Open S-Mahoney opened 4 months ago
Hi, are you using the llava-next-interleave model or the original single-image model?
@FengLi-ust I found similar issue. The interleave demo process multiple inputs and stack them in (img_num, 3, 384, 384)
,
https://github.com/LLaVA-VL/LLaVA-NeXT/blob/inference/playground/demo/interleave_demo.py#L153-L162
image_list=[]
for f in images_this_term:
if is_valid_video_filename(f):
image_list+=sample_frames(f, our_chatbot.num_frames)
else:
image_list.append(load_image(f))
image_tensor = [our_chatbot.image_processor.preprocess(f, return_tensors="pt")["pixel_values"][0].half().to(our_chatbot.model.device) for f in image_list]
image_tensor = torch.stack(image_tensor)
image_token = DEFAULT_IMAGE_TOKEN*num_new_images
while I think it should be in anyres
way with size (img_num, k, 3, 384, 384)
Did you have same problem? @S-Mahoney
Hi, (img_num, 3, 384, 384)
works for our model for multi-image setting. (img_num, k, 3, 384, 384)

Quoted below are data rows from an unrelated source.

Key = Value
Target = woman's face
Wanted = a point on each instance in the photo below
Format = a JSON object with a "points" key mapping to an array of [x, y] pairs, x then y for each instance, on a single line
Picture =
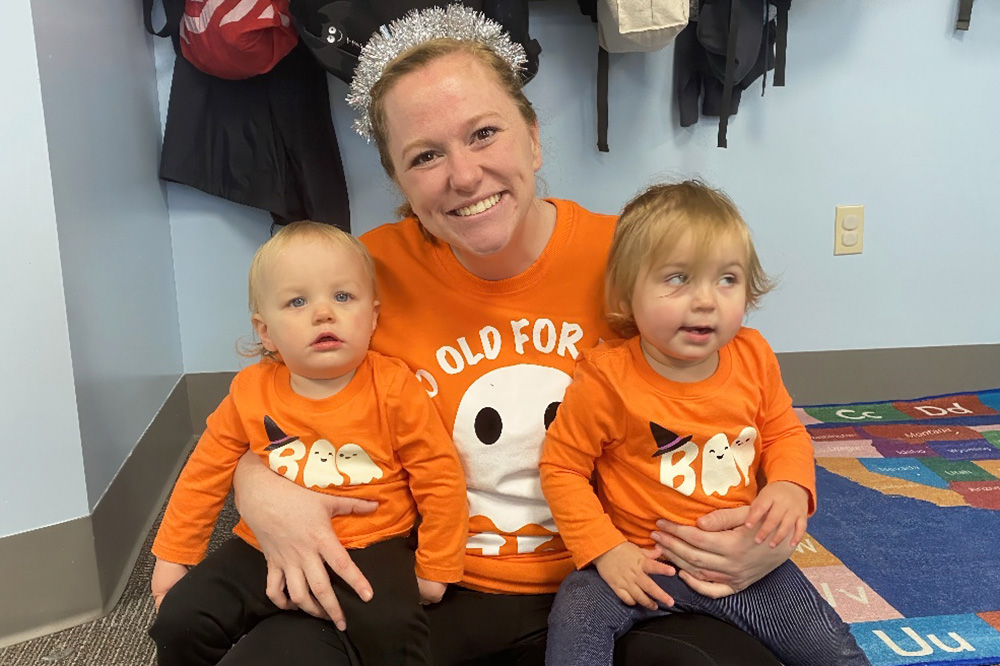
{"points": [[464, 156]]}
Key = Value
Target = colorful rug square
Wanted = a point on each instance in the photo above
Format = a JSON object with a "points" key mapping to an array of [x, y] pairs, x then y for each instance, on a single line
{"points": [[905, 544]]}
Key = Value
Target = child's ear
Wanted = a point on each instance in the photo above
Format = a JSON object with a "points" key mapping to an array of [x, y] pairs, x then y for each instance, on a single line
{"points": [[260, 326]]}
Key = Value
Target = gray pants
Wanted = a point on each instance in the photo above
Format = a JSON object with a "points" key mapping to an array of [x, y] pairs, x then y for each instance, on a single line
{"points": [[782, 610]]}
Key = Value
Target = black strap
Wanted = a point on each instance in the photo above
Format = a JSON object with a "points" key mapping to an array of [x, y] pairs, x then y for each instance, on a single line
{"points": [[147, 17], [964, 15], [602, 100], [727, 85], [781, 42]]}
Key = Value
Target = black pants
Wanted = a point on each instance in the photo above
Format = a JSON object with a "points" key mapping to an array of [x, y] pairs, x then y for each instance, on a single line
{"points": [[204, 617], [476, 628]]}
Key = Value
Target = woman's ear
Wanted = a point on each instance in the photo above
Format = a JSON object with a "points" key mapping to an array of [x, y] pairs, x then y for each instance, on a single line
{"points": [[260, 326]]}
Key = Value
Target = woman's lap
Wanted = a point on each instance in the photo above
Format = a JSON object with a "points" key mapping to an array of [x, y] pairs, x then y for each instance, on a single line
{"points": [[477, 628]]}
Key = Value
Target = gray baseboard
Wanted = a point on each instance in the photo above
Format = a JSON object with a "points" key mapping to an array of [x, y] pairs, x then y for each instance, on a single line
{"points": [[863, 375], [78, 568]]}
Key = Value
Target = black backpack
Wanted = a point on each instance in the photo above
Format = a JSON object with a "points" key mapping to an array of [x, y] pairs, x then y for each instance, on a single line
{"points": [[727, 45], [335, 32]]}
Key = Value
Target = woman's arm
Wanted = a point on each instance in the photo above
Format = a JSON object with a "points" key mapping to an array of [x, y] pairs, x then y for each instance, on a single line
{"points": [[719, 556], [298, 550]]}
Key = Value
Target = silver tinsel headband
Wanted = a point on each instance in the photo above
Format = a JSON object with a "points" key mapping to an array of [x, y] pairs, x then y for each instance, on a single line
{"points": [[418, 26]]}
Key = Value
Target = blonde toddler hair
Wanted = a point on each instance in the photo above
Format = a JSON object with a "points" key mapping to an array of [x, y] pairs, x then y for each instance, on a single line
{"points": [[659, 218], [304, 230]]}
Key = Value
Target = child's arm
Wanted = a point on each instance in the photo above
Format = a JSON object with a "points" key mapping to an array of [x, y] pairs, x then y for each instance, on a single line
{"points": [[431, 591], [782, 509], [165, 575], [201, 488], [437, 483], [626, 569], [586, 422]]}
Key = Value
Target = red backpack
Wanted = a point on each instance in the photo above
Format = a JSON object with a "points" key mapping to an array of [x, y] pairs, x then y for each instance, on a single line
{"points": [[236, 39]]}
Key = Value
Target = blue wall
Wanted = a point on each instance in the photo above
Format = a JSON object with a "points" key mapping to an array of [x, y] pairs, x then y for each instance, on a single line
{"points": [[91, 341], [885, 105]]}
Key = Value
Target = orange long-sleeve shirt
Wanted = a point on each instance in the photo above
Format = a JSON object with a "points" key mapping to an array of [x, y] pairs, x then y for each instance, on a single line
{"points": [[496, 357], [379, 438], [665, 449]]}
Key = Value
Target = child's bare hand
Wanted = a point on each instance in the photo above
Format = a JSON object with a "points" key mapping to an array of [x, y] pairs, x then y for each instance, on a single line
{"points": [[626, 569], [431, 591], [165, 575], [781, 509]]}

also works for our model to process anyres single-image.
Hi, was just testing to see if I could reform the same results from your demo as in an import code. I was attempting to prompt two images and then ask for comparisons. The demo performs this very well with two images uploaded:
However, attempting to upload to images using your multi-image inference method described on your examples: https://huggingface.co/docs/transformers/en/model_doc/llava_next does not behave in the same way, plus the method you have posted when run only describes the last image (of a snowman) completely ignoring the first 2.
I was wondering the structure of a prompt required for this? Or if the public Transformers version is not up-to-date for multi-image inference?